ミュージシャンが音楽ファンを増やす最も簡単かつ効果的なのが、自分の音楽を道行く人達に直送する路上ライブです。
路上ライブでの戦略はミュージシャンそれぞれでしょう。 オリジナルで勝負したり、足を止めてもらうためにカバー曲を歌ったり、MCを中心としたしゃべりのテクニックから音楽に興味を持ってもらうというのもありです。
機材も同じくミュージシャンそれぞれです。 アコギ一本で勝負するものもいれば、ポータブルなバンド演奏の機材一式で万全を期して臨むのも自由です。
もちろんCDやフライヤーなどの宣伝材料も忘れずに。
さて、これで路上ライブの準備はバッチリかと思いきや、もう一つ忘れ物があります。
それは、路上ライブをする場所の使用許可です。
施設の使用許可って必要?
路上ライブするとなれば、沢山の人に聞いてもらうために人通りの多い場所ですることになるでしょう。 そうなると駅前の路上や駅の敷地の中などを自然と選ぶことです。

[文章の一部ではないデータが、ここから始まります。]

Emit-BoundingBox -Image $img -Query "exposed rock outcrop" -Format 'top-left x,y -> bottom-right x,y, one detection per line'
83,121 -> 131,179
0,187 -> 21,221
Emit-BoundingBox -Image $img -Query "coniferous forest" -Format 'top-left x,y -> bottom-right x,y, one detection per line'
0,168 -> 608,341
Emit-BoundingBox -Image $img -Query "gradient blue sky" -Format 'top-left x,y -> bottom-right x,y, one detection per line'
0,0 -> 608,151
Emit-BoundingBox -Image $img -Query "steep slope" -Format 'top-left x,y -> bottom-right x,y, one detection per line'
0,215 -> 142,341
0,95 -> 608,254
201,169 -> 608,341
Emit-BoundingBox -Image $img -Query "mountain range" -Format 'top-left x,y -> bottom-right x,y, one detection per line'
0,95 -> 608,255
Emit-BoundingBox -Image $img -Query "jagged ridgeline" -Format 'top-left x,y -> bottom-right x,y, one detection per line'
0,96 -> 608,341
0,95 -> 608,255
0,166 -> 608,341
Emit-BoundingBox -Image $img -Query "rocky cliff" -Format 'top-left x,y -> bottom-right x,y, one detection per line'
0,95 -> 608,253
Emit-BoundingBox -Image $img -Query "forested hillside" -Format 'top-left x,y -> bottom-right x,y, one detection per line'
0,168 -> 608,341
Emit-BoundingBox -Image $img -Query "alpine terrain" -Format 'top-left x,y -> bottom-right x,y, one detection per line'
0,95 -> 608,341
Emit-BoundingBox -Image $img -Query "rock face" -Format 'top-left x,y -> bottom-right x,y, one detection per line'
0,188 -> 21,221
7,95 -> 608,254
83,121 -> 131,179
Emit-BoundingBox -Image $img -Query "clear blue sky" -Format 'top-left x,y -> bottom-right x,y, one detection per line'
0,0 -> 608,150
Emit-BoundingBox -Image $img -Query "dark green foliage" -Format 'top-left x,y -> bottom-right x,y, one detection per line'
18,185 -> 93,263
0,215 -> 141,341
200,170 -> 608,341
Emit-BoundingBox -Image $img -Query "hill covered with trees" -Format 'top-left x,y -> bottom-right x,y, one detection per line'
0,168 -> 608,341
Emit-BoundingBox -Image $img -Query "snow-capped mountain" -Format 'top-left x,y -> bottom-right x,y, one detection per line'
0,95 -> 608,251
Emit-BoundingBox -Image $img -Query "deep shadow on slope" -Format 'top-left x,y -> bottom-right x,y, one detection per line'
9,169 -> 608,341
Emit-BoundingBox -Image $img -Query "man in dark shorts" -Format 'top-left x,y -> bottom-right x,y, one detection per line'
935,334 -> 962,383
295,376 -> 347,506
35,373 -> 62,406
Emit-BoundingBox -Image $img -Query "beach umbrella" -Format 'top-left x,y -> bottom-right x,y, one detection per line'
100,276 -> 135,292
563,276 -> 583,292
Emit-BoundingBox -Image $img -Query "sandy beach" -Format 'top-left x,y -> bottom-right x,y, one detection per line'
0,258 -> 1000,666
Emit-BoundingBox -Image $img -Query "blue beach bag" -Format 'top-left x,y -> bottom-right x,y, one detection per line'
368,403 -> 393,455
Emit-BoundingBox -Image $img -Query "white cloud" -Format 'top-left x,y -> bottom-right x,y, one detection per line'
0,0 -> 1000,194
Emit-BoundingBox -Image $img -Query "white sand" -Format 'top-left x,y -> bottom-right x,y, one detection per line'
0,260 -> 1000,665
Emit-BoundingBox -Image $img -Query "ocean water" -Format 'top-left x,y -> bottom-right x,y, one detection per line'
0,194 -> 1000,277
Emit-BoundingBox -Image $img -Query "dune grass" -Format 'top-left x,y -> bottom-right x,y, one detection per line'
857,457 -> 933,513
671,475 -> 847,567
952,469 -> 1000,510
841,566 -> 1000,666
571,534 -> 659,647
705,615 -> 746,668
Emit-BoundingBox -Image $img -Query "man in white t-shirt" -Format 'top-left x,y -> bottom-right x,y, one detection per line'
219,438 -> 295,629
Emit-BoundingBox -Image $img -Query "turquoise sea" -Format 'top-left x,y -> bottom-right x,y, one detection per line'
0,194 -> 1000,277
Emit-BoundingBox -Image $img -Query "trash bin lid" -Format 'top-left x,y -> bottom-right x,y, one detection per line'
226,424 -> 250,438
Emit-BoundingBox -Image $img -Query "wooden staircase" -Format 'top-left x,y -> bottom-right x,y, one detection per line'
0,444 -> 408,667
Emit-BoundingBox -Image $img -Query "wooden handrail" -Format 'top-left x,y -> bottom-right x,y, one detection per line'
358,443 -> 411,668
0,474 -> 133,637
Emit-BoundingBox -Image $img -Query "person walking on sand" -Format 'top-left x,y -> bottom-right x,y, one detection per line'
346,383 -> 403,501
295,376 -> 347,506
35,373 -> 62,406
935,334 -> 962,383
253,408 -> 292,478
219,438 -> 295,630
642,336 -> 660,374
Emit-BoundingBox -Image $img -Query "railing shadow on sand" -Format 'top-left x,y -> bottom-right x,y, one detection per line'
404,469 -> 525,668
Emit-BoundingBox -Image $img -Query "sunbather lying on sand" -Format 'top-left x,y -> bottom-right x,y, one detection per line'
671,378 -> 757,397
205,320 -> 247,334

路上ライブをする場所を決めたら、次は使用許可を得ます。
ですが、一口に使用許可と言っても、路上ライブを催す場所によって申請する先が違います。
歩道を含む道路上で路上ライブをする場合は、警察に道路使用許可申請の手続きが必要です。 駅構内などの私有地で路上ライブするときは、所有者に使用許可を得る必要があります。
厳密には上のような手続きを踏まないと、道路交通法違反や不法占拠の罪に問われるところですが、今までだったら警察などもお目こぼしをしてくれていたので、よほどのことが無い限りは大丈夫でした。 なので、本来であれば使用許可がいる路上ライブであっても、無許可で行っているミュージシャンがほとんどでした。
施設の使用許可はクレーマー対策
ですが、通行人からの通報が合った場合はこの限りではありません。 人通りの多い場所では様々な人達がいます。 中には音楽そのものが大嫌いで、坊主憎けりゃ袈裟まで憎いと言わんばかりにミュージシャンを憎んでいるものもいないとは言い切れません。
最近増加しているモンスタークレーマーに矛先を向けられたら、自分たちだけでなく他のミュージシャンもその場所で路上ライブをできなくなるところまで追い込まれるでしょう。
「そんなの大げさだ」と思うかもしれませんが、誰が頼んだわけでもなく1年中タクシーのスピードを監視し続けるような奇っ怪な人もいる世の中です。用心に越したことはありません。
タクシーのスピード違反を密告する男性と「タクシーセンター」の不思議な関係
音楽以外のことで無用な争いを避けるためにも、使用許可は取っておいたほうが身のためです。 使用許可がなければ、何者も路上ライブするミュージシャンに振り下ろされるクレーマーの「正義の鉄槌」から守ってくれるものがありません。
ですが、そういった手続きもまた、路上ライブのためとはいえ面倒くさいものです。
路上ライブの許可制
最近では、路上ライブするミュージシャンに許可証を発行してお墨付きを与えるという試みもあります。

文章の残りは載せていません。